Il mese di nascita ha una (piccola) influenza sul rischio di demenza in vecchiaia

Il mese di nascita ha una (piccola) influenza sul rischio di demenza in vecchiaia

Il mese di nascita influenza il rischio di sviluppare la demenza; anche se l'effetto è piccolo rispetto ad altri fattori di rischio, come l'obesità, può indicare che i primi mesi di vita influenzano la salute cognitiva dei decenni a venire.


I demografi Gabriele Doblhammer e Thomas Fritze dell'Università di Rostock in Germania, hanno studiato i dati dell'Allgemeine Ortskrankenkasse (il più grande assicuratore sanitario pubblico della Germania) per quasi 150.000 persone over 65.


Dopo l'aggiustamento per l'età, hanno scoperto che coloro che sono nati da dicembre a febbraio avevano un rischio del 7 per cento più basso di sviluppare demenza di quelli nati da Giugno ad Agosto, e il rischio degli altri mesi è nel mezzo.


Però non c'è l'astrologia di mezzo. Al contrario, il mese di nascita è un indicatore delle condizioni ambientali come il tempo e la nutrizione, dice Gerard van den Berg, economista dell'Università di Bristol in Gran Bretagna, che studia gli effetti della situazione economica sulla salute.


Per esempio i bambini nati d'estate sono più giovani quando affrontano le infezioni respiratorie del loro primo inverno. E in passato, i bambini nati in primavera e in estate arrivavano a fine gestazione quando era in gran parte esaurita la fornitura di frutta e verdura fresca del raccolto autunnale. Anche l'inquinamento da fuochi di legna o riscaldamento a carbone avrebbe potuto avere un ruolo.


Ci sono prove da altri studi che tali fattori possono avere effetti sul metabolismo e sul sistema immunitario per tutta la vita, aumentando il rischio di malattie come il diabete, l'obesità e l'ipertensione. La scoperta di Doblhammer e Fritze dimostra che questo è vero anche per la demenza.

 

Demenza in aumento

Sappiamo che altri shock all'inizio della vita, come recessione e carestia, danneggiano la salute cognitiva più tardi, ma questi tendono ad avere effetti duraturi sulle condizioni e gli stili di vita delle persone. Il legame con il mese di nascita è importante, dice Doblhammer, perché sottolinea il significato dei primi mesi di vita.


Si stima che circa 37 milioni di persone in tutto il mondo soffrano di demenza, e questo numero è destinato a raddoppiare ogni 20 anni, secondo i ricercatori. Ma anche se non si può cambiare il proprio mese di nascita, in termini di rischio di demenza individuale "è importante anche quello che si fa durante il resto della vita", dice Doblhammer.


I ricercatori dicono che lo studio non può dirci nulla direttamente sui meccanismi alla base della correlazione tra mese di nascita e rischio di demenza più tardi, ma essi indicano diverse possibilità.

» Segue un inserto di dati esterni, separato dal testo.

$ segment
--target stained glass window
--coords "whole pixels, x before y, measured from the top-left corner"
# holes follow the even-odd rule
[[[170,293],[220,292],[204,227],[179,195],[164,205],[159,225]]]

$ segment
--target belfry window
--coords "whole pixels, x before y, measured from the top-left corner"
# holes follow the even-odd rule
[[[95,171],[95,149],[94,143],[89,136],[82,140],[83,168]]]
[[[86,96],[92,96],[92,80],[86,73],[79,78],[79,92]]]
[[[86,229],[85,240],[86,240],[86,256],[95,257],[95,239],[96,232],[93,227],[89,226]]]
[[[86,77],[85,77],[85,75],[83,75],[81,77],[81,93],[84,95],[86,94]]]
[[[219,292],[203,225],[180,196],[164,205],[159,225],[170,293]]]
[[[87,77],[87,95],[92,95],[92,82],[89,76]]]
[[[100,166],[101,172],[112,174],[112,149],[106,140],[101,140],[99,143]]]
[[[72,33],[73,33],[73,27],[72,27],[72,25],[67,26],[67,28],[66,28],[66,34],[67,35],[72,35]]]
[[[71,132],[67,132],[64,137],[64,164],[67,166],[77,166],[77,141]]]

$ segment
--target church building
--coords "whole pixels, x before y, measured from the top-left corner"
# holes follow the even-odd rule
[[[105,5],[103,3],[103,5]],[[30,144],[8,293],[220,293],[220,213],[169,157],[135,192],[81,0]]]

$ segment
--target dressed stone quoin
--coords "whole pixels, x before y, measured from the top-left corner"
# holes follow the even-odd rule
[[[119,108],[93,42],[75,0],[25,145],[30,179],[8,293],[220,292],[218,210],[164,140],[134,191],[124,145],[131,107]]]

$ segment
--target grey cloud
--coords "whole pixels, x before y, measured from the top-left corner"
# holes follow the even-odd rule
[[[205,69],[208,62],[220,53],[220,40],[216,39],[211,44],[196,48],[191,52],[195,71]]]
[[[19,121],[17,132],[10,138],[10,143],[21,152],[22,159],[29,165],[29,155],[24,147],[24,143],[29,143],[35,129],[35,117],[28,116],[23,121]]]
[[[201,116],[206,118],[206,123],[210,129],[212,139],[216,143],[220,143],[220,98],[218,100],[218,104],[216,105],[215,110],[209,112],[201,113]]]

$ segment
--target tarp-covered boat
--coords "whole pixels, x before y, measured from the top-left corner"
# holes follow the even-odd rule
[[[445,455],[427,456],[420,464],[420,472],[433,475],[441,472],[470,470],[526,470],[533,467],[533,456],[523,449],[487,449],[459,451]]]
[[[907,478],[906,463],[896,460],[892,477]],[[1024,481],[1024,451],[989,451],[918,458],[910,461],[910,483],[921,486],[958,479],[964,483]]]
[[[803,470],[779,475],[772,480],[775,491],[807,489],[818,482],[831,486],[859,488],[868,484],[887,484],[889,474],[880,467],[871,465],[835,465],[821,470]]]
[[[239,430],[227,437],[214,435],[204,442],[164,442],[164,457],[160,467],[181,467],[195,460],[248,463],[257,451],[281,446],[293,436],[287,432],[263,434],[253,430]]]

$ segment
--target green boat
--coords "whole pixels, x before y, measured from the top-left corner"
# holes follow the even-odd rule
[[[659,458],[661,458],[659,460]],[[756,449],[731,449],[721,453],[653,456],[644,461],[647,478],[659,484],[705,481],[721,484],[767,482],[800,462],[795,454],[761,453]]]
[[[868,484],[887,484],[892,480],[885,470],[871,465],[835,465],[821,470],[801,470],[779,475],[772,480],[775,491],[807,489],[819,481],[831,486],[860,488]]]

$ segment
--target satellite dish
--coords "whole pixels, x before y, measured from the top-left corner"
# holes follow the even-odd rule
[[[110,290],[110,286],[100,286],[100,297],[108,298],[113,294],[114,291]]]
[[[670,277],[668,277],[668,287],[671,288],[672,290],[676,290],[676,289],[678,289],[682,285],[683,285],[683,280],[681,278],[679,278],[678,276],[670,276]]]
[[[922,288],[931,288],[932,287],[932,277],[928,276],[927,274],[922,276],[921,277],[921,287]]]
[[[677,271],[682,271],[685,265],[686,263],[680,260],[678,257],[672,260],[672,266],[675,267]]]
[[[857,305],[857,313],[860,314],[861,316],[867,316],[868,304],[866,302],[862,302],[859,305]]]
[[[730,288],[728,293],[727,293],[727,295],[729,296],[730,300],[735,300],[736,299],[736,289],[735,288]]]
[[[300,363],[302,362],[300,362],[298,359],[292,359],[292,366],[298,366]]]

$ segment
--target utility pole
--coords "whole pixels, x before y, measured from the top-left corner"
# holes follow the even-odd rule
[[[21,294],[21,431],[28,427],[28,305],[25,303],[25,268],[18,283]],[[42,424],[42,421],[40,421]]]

Ad esempio, la cattiva alimentazione può influire direttamente sullo sviluppo del cervello in un momento critico.


E' noto anche che le infezioni causate da cattiva alimentazione o sperimentate molto presto nella vita (per esempio nel primo inverno pieno di un bambino) possono provocare cambiamenti epigenetici che influenzano il metabolismo e i livelli di infiammazione di tutta la vita. Ciò aumenterebbe il rischio di malattie croniche come l'obesità e la pressione alta, a loro volta fattori di rischio della demenza.


Le esortazioni per cambiare stile di vita e ridurre il rischio di demenza puntano spesso le persone in mezza età o in vecchiaia. Ma Doblhammer dice che affrontare la crescente incidenza della demenza può rendere necessari anche interventi più precoci: per esempio, programmi per migliorare la salute nutrizionale delle giovani madri.

 

 

 


Fonte: New Scientist (> English text) - Traduzione di Franco Pellizzari.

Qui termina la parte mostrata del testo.